There are two types of taxes that government imposes, they are direct taxes and indirect taxes. Some taxes are after being collected as direct taxes are transferred to another person as indirect taxes. Direct taxes cannot be transferred to another person’s, as indirect taxes. Income tax comes under these direct taxes which every individual has to pay. Direct taxes have to pay directly to the tax authorities.

In changing the Indian economy both direct and indirect taxes play an important role. Below are further details about these direct taxes to get the clear basics.

Direct Tax Information-

Every individual, who is having income which is earned from their job or property has to pay direct tax. These taxes are directly paid to the tax authorities of the government by an organization or the taxpayers. The burden of paying the tax will not be transferred to another person in this type of tax. Corporate tax and income tax comes under this direct tax.

direct tax in india

Types of Direct Taxes-

There are many types of direct taxes in India which charges on the citizens by the government. The different types of taxes are as follows-

  1. Capital gains tax.
  2. Income tax
  3. Corporate tax-
  4. Wealth Tax

Corporate tax is again divided into many as

  • DDT (Dividend Distribution Tax)
  • MAT (Minimum Alternative Tax)
  • FBT (Fringe Benefits Tax)
  • Securities Transaction Tax

Tax on Capital Gains-

The individuals who are gaining profits on their investments need to pay the tax. This tax is called the Capital gains tax. The capital assets are anything that you owned for your personal use or it may be for any investment purpose. The capital assets for the business are that which can be used for many years with no intension of selling it within the duration course. More things that come under these capital assets may be farms, cars, shares, machinery, bonds, art, and homes. Capital gains are those which you get from the assets or your investments. This tax is divided into short term gains and long term gains depending on the holding period of the tax.

Capital gains are calculated as follows-

Capital gains= Sale value – purchase value.

Every individual has to pay these direct taxes, using online mode of payment only. Physical payment is not accepted.

Income Tax (IT)-

One of the direct taxes is Income tax which is the well-known direct tax on the annual income which will be generated by the individuals and businesses. The income which is generated by the business houses and the tax paid on this is called the Corporate Tax. According to the net taxable income, only the income tax rate depends.

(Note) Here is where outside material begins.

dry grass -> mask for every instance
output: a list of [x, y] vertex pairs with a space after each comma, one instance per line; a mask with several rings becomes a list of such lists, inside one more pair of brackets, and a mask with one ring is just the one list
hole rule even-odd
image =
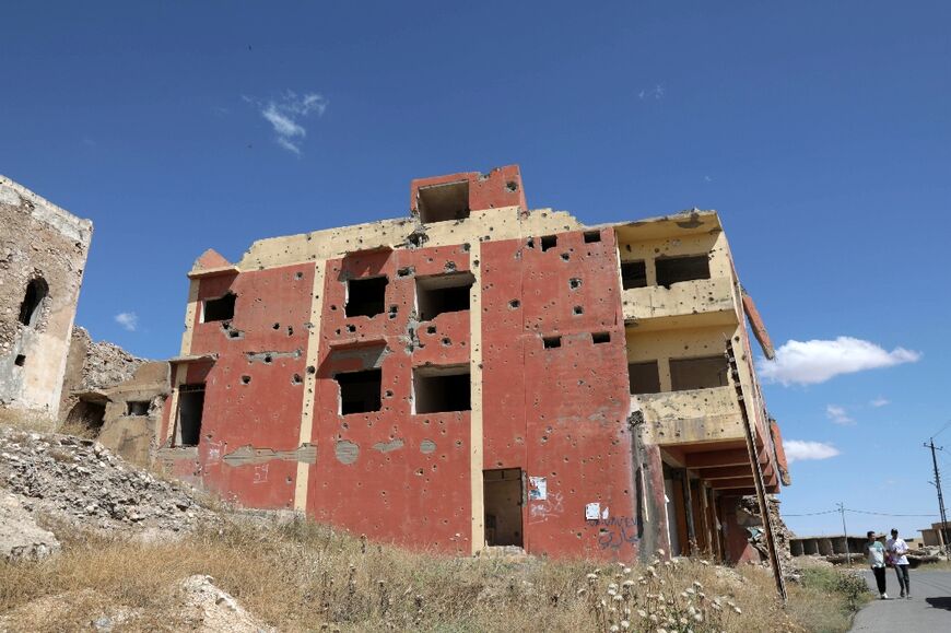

Depending on the rules of the IT Act,1961 only income tax is calculated and on an annual basis only it is directly paid to the central government. For salaried employees, the IT may be deducted in the form of TDS Tax Deducted at Source. For the self-employed individuals, the tax is decided to depend upon the income they declare. The ITR is described as the tax liability and the statement of income in a format.

Corporate Tax-

Both the Indian and the foreign countries have to pay the taxes to the government as per the Indian Income Tax Act, 1961. On the domestic firm’s net profit, the corporate tax is applicable. The tax is liable in the form of interest, dividends, and royalties for the income of the company. The companies who are having turnover up to Rs.250 crores need to pay the tax up to 25%. And the companies who are having turnovers more than Rs.250 crores need to pay the tax at 30%.

Different Corporate Taxes are as follows-

DDT Dividend Distribution Tax-

  • DDT is applicable only for domestic companies only.
  • A domestic company which pays the tax on the amount which is distributed declared or paid as the dividend to the shareholder. This is called the Dividend Distribution Tax.

MAT Minimum Alternative Tax-

The companies which show no income or declare the little income to save tax is said to be as Zero Tax Companies. It is called as MAT Minimum Alternative Tax.

FBT- Fringe Benefits Tax –

Some companies pay their employees like drivers, maids provided/ paid for, will provide them the fringe benefits. This is said to be a Fringe benefits tax.

SST (Securities Transaction Tax)-

Companies that get income through taxable securities transactions, SST is applicable.

Benefits of Direct Taxes in India

  • Progressive in Nature – The government imposes the tax based on the income of the people which reduces the gap between financial inequalities. The taxes collected in the direct taxes will be used for the upliftment of the poor people of the society.
  • Anti-Inflationary – It helps to reduce inflation by increasing the collection of direct tax. If the demand of the product is increasing, then the government can increase direct tax. The spending nature of people will get less, that’s results in less buying of products of goods & services.